Ronan Breslin at the Royal College of Art: The Art of Song and The Tenementals

Ronan Breslin, Programme Leader for MDes Sound for the Moving Image, recently participated in a panel at the Royal College of Art (RCA), London, for a one-day symposium titled The Art of Song. Alongside colleagues from The University of Glasgow, Ronan discussed the ethos, philosophy, and impact of The Tenementals—an intergenerational group of academics, musicians, and artists who have recorded an album of songs relating a transmedia radical history of their native Glasgow.

Song as a Mode of Inquiry

Co-convened by Adam Jovanović Kaasa, Emily Candela, and Elaine Tierney, the RCA symposium explored song as a form, structure, and mode of inquiry within contemporary art and research. While academic sound practices often foreground abstraction, experimentation, and sonic materiality, The Art of Song focused on how the medium operates differently. By centering on voice, language, and repetition, the symposium asked what song does—how it communicates, carries narrative and memory, and produces relations between people, histories, and publics.

Making History with The Tenementals

During their panel presentation, titled ‘21 Theses on The Tenementals #5’, the group provided an in-process account of their expansive work.

Operating within an ‘indisciplinary’ framework, The Tenementals draw from Politics, History, Popular Music Studies, Critical Theory, Feminist Studies, and Film Studies. Their primary intervention lies at the intersection of Music and History, exploring the extent to which song-making can be regarded as an expanded notion of historical record. Their central research question asks: “What would History look, sound, and feel like if it were created by a rock band?”

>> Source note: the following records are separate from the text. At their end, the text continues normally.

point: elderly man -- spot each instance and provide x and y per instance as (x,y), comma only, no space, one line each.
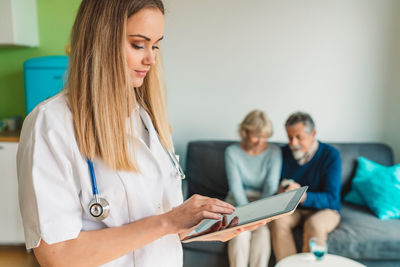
(306,161)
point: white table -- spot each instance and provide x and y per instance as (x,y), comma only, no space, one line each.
(308,260)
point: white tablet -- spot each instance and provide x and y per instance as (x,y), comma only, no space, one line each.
(266,209)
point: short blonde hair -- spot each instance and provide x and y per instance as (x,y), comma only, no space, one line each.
(255,123)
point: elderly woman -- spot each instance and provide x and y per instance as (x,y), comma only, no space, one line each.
(253,169)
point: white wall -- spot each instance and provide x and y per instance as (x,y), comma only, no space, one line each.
(330,58)
(392,111)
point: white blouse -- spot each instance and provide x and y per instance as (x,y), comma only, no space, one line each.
(55,187)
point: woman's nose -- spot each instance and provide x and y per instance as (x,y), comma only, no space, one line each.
(149,57)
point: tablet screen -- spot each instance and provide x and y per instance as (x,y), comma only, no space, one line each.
(256,210)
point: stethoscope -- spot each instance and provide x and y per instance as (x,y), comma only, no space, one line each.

The resulting transmedia history spans songs, music videos, podcasts, academic essays, installation art, and band ephemera. The project actively refuses the established binary between the critical and the creative, ensuring no single form of output is prioritized over another.

Wild Research and Radical Pleasure

Described as a "Wild Research" project, The Tenementals maintain one foot in the university sector and the other in Glasgow’s vibrant music scene. Moving to its own beat, the project runs on the logics of a rock band rather than metricized institutional frameworks, seeking to carve out spaces of pleasure in alienated environments as a radical act.

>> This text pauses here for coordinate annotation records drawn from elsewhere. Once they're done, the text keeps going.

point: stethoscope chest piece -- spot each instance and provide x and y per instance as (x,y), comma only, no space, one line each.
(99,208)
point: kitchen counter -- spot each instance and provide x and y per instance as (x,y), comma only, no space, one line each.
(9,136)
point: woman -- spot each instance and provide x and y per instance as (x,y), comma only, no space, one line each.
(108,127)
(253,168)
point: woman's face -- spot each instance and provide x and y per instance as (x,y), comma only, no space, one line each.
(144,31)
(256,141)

Strongly aligned with the labour movement, the band has performed at numerous progressive and political events, including May Day rallies and Palestine fundraisers, and has worked alongside figures such as former RMT leader Mick Lynch and actor Maxine Peake.

The Tenementals' debut album has garnered significant critical and popular acclaim, including multiple scholarly reviews. Furthermore, the band has achieved major international academic recognition; their cover of the classic German protest song ‘Die Moorsoldaten’ was placed in the archives of the concentration camp where it was first performed, and another of their tracks is currently housed in the Virtual Museum of the Spanish Civil War.